I’ve written before that there is something about s-words that make them difficult to use in conversation because everyone has different meanings: semantics is one, standards is another. I have previously argued against various views of standards, for example Microsoft’s Mike Champion’s Donut Line method of Standardization (informality), or ODF’s requirements creep for what makes an open standard (though I liked Sun’s.

This time the merry-go-round goes back to Mike Champion: on his blog in January.

I said Standards are a library of stable technological possibilities. Regular readers won’t be surprised: plurality is good. (If you attended WWW7 in Brisbane about a decade ago, you may have seen me debating -badly- against an MS rep, with me supporting the idea that XML needed to support an general infrastructure for binding resources to XML data in a layered approach to promote plurality while the MS guy thought just a big fat XML Schemas would be enough. Same deal.)

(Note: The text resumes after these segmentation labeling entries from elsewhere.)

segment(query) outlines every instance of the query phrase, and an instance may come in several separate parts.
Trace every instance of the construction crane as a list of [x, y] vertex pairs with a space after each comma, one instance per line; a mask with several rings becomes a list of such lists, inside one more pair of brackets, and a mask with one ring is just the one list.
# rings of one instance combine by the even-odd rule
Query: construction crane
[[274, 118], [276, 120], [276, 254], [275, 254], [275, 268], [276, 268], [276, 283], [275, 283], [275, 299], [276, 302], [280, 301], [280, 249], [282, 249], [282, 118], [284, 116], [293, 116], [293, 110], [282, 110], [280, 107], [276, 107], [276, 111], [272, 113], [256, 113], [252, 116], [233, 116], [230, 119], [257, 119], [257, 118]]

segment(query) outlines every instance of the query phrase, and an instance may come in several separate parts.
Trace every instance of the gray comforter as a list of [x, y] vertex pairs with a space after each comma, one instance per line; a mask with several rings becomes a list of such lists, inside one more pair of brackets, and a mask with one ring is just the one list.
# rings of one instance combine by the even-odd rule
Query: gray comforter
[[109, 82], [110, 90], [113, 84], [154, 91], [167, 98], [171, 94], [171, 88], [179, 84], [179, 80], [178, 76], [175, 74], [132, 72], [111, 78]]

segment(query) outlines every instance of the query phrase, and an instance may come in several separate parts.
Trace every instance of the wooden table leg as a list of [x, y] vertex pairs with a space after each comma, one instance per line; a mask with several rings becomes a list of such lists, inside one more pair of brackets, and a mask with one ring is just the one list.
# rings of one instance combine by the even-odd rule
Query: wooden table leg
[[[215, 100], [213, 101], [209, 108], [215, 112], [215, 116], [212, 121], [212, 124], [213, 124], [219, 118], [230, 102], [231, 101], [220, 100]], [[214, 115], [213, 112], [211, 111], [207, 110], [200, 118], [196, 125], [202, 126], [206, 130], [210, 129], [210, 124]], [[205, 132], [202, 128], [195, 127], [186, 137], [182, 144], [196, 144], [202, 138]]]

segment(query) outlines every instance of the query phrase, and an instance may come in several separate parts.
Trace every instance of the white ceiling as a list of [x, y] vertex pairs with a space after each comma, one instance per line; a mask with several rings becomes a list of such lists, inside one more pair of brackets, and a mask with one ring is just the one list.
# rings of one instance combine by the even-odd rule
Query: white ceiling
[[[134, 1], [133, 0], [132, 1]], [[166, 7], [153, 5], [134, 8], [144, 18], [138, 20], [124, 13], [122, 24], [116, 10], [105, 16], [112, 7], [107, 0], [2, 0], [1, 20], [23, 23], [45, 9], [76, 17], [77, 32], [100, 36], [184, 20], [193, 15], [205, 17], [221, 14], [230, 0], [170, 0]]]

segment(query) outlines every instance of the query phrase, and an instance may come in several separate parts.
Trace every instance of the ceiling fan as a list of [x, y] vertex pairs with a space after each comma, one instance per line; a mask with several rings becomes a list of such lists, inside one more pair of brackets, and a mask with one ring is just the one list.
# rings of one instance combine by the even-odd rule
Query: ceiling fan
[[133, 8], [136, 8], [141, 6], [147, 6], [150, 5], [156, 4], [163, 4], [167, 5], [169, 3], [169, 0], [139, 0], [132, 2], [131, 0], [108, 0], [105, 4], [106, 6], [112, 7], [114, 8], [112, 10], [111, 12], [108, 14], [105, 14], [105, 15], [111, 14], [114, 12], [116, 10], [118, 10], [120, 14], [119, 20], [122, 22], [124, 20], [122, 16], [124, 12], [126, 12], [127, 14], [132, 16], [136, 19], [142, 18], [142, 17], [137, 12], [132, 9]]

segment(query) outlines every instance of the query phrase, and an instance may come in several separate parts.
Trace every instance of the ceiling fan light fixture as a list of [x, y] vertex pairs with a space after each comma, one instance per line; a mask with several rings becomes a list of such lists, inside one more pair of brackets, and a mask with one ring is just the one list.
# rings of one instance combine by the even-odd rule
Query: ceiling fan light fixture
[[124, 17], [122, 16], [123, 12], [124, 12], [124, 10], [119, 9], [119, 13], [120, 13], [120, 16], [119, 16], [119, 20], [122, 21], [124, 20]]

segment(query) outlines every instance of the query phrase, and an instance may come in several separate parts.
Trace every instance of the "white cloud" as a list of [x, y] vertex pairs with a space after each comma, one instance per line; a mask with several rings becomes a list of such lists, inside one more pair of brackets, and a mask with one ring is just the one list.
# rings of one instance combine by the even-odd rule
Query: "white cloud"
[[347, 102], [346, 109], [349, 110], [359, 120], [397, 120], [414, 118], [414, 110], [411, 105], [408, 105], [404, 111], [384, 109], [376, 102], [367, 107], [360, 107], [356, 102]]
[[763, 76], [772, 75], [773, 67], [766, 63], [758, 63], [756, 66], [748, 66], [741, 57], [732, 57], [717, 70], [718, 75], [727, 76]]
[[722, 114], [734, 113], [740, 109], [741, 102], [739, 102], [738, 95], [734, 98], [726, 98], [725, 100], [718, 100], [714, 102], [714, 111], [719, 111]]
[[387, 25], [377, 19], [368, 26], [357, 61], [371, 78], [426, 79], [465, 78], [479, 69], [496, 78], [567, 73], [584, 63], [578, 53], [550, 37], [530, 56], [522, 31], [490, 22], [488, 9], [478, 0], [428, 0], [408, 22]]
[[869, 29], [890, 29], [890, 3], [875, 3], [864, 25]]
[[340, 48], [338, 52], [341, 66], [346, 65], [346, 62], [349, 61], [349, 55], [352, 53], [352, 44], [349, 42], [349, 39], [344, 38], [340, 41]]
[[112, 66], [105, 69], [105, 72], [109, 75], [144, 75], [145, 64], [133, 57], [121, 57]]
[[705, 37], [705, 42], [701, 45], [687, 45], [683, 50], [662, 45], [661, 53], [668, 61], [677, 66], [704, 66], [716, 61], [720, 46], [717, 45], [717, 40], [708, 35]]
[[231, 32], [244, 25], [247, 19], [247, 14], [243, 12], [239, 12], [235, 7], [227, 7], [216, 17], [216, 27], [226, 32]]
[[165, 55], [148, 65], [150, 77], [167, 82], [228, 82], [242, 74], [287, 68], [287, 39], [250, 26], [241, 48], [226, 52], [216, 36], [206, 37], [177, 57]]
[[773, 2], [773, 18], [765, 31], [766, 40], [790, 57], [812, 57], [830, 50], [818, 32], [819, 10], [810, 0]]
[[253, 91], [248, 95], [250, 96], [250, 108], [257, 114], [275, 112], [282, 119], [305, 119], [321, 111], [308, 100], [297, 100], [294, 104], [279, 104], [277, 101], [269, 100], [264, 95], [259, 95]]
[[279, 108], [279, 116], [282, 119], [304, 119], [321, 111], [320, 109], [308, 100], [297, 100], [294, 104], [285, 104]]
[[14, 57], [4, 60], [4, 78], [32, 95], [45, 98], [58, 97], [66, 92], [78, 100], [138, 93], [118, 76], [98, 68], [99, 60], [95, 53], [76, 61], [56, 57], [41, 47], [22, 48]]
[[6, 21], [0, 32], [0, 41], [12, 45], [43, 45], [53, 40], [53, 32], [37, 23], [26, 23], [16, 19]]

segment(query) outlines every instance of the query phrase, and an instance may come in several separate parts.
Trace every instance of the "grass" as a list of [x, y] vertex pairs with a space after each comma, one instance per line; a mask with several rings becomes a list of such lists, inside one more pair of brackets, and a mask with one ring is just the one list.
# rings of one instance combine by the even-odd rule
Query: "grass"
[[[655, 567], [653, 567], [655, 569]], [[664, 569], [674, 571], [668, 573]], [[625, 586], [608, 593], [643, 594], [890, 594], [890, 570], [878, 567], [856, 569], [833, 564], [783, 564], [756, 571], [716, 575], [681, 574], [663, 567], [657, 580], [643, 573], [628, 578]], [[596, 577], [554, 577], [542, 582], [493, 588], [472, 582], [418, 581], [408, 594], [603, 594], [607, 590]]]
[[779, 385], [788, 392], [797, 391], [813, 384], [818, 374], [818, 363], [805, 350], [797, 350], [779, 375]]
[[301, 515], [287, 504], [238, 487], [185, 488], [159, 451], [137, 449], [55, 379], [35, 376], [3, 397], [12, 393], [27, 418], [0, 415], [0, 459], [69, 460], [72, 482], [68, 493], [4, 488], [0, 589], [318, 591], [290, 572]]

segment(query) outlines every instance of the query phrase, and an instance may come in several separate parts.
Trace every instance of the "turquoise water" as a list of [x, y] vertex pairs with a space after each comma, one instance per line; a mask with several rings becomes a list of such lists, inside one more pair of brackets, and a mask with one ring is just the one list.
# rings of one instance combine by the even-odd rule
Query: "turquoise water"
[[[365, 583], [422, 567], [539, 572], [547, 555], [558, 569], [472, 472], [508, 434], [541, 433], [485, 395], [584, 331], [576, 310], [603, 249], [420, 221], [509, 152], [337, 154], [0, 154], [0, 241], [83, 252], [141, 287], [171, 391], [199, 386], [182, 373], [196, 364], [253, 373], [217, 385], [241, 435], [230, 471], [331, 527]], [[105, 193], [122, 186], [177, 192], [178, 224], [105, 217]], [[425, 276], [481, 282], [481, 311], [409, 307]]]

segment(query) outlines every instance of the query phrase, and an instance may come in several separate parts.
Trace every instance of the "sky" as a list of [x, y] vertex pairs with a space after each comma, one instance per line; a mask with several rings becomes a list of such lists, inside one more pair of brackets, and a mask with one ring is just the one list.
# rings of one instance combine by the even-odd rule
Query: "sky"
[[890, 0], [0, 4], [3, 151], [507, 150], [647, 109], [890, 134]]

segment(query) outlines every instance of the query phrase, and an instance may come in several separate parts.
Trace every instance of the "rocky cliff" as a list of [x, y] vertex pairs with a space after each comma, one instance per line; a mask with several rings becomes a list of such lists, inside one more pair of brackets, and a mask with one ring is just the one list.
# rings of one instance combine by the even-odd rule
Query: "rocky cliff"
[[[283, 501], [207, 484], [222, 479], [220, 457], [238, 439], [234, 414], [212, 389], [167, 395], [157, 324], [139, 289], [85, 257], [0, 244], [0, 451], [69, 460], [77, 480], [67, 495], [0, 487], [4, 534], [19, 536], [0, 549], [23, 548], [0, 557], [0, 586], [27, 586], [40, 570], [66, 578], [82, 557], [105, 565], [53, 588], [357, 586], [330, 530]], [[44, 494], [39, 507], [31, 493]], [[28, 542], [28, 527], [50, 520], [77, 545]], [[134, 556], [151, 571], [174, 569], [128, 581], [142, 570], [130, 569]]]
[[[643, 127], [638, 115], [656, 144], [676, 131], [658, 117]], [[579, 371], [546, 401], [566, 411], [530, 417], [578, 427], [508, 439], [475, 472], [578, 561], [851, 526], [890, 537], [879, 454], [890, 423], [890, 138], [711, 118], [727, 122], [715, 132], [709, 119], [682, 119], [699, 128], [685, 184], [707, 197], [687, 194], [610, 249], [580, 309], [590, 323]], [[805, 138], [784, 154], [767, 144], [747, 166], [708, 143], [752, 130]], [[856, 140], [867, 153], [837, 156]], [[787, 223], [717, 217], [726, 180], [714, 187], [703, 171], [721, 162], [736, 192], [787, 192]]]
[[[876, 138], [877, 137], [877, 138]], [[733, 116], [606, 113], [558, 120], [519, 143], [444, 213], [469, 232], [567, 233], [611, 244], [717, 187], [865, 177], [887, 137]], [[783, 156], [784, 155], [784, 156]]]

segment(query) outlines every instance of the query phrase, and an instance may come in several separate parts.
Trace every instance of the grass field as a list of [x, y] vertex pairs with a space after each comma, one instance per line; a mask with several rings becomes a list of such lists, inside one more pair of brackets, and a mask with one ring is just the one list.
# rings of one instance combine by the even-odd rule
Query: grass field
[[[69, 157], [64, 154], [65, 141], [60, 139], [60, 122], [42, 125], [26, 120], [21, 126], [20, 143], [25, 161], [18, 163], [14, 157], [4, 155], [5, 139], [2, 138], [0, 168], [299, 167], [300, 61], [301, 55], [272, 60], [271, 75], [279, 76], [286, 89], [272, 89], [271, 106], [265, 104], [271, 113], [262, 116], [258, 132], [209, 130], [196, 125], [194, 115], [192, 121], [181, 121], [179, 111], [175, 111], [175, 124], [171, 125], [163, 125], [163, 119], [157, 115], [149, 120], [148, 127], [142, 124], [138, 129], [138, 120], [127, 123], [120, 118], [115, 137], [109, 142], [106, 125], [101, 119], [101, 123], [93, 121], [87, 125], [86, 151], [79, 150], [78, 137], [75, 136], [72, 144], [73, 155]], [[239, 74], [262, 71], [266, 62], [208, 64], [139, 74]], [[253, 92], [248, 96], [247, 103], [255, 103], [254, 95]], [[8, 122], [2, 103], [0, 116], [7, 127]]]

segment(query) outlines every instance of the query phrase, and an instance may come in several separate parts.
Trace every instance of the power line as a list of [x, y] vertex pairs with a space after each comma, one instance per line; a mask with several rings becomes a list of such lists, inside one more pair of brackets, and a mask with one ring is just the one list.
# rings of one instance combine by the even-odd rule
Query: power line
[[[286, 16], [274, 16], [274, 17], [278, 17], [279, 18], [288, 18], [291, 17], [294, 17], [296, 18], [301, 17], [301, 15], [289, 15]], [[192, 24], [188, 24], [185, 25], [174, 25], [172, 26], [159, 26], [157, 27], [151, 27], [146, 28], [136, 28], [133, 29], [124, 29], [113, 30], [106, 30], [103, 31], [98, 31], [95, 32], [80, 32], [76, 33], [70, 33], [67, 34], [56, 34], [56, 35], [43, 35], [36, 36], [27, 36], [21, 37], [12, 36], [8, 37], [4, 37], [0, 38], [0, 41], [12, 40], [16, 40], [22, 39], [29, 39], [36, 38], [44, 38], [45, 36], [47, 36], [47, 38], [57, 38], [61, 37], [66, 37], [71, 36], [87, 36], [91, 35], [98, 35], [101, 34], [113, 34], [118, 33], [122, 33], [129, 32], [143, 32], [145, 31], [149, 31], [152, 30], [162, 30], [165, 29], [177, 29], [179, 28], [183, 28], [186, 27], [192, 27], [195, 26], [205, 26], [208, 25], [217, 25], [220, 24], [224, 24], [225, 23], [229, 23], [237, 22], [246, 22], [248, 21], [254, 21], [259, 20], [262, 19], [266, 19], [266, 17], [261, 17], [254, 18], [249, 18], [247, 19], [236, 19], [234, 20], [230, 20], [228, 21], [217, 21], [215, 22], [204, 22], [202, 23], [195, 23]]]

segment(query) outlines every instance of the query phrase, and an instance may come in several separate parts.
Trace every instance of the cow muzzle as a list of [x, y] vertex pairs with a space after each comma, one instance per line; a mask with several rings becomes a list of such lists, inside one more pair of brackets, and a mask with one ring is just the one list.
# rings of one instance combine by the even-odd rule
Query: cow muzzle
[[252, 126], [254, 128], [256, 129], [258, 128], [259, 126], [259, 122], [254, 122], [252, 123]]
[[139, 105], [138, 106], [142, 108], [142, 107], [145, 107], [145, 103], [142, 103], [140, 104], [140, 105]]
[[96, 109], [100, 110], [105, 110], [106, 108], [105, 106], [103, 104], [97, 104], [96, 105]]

Mike replied I guess I have a different perspective: Standards are technological REALITIES that one can use with some confidence that they are supported by at least a critical mass of some audience. I have two gripes with this idea. First, it unsoundly enthrones market success as the benchmark: but it is sometimes useful to have standards that are only relevant to a small sector of industry. The recent XML-DEV thread on the need for speed in parsing is an example, it seems to me, of a nasty side to standards: people who say “My need is important, your need is not” have no business in standards; whether I concur that your reasons for a standard are sound, if it doesn’t affect me I should butt out. Second, it does not seem far from the first-come first-serve, exclusionary view of standards as if they are a kind of monopoly grant, like a patent. (This is the latest scam, I see.)

What do ISO say? Their website is a good place to start.

Here are the first sentences of the ISO section “Hallmarks of the ISO Brand”:

  • Every participating ISO member institute (full members) has the right to take part in the development of any standard which it judges to be important to its country’s economy.
  • ISO standards are voluntary.
  • ISO develops only those standards for which there is a market requirement.
  • Although ISO standards are voluntary, the fact that they are developed in response to market demand, and are based on consensus among the interested parties, ensures widespread applicability of the standards.
  • ISO standards are technical agreements which provide the framework for compatible technology worldwide.

Now I don’t see anything there to connect ISO standards either with critical masses or monopoly grants: the market requirement aspect is the key: is there some group that (thinks) it needs it?

There is an especially interesting line concerning committee member’s obligations: The experts participate as national delegations, chosen by the ISO national member institute for the country concerned. These delegations are required to represent not just the views of the organizations in which their participating experts work, but of other stakeholders too. According to ISO rules, the member institute is expected to take account of the views of the range of parties interested in the standard under development and to present a consolidated, national consensus position to the technical committee. I see this as condemning the sectarian “My need is important; your need is not” approach and explicitly demanding an openness toward plurality. (Which is not to say that every crackpot scheme that comes along must be endorsed, of course.)

ISO standards are essentially technical agreements that reflect some market requirement, made by committees which are discouraged from sectional interest. The ISO process is geared to win-win, not win-lose: to encouraging agreement where possible but allowing separate technologies where agreement is not possible. And ISO clearly takes the view that regulation is not their business. That is why I think moving away from the view of ISO standards as a library of technical solutions will be unsatisfactory for those who attempt it.

(While we are on this page, I note that the page speaks of ISO standards as creating a level playing field to satisfy trade agreements, but it does this by distinguishing ISO standards from regional or national standards. Compare this with the recent claims that the trade agreements require no overlapping standards and encourage non-pluralism.)